Thank you for your questions!
Putting the cords beside the lamms allows the lamms to pass each other when you press on a treadle. If the cord goes through both upper and lower lamms then they are more likely to hit one another when you try to open the shed wide because they are essentially tied together. This mostly happens when you are using more treadles, but when it happens, you can feel the resistance.
I have seen people move the beater back as they are weaving. I prefer advancing the weaving rather than moving the beater. It allows me to get up and look at my weaving (I often find my weaving errors when I look at my piece from the side). Depending on how large your loom is, the beater can be kind of heavy and cumbersome to move.
Moving your beater back changes the pivot point of your beater swing. Sometimes that can effect how hard or the angle that the reed is hitting the fell line. That may be what is causing streaks.
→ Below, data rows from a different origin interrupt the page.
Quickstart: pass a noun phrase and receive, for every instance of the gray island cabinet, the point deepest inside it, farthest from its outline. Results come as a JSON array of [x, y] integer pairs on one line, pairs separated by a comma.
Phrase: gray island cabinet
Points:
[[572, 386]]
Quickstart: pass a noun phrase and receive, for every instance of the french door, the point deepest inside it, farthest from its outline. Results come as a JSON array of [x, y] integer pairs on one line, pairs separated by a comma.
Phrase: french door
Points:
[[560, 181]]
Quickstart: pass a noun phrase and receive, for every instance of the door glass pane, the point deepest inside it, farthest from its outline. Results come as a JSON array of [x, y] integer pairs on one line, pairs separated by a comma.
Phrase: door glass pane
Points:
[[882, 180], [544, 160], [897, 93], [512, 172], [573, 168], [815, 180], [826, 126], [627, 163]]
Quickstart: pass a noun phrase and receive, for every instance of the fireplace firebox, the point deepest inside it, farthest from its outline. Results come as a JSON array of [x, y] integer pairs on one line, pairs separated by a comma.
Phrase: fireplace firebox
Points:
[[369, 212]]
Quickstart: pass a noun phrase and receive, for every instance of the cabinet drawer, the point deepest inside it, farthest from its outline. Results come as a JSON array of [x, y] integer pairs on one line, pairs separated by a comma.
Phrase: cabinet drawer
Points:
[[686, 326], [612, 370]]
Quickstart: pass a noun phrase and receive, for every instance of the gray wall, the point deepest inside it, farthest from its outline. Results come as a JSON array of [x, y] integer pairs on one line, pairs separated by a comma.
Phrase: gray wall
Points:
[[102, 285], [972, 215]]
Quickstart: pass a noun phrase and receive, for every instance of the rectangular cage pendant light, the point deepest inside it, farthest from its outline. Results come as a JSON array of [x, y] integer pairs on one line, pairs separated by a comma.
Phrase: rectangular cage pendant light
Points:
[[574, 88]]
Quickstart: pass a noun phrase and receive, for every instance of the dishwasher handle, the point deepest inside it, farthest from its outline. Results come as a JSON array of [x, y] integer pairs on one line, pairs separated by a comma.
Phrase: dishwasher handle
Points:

For me, often my streaks are because I don't advance my weaving enough. I am always pushing, by either over advancing or weaving beyond where I should. Meaning that I make it harder on myself to keep a consistent beat. Moral is, advance often, this will keep you closer to the weaving sweet spot and help keep your beat more consistent.
I believe the best use of the grooves in the beater cradle is when we are trying to use the last of the warp and as an adjustment if you have a longer reach and need the beater further from you to be comfortable when weaving.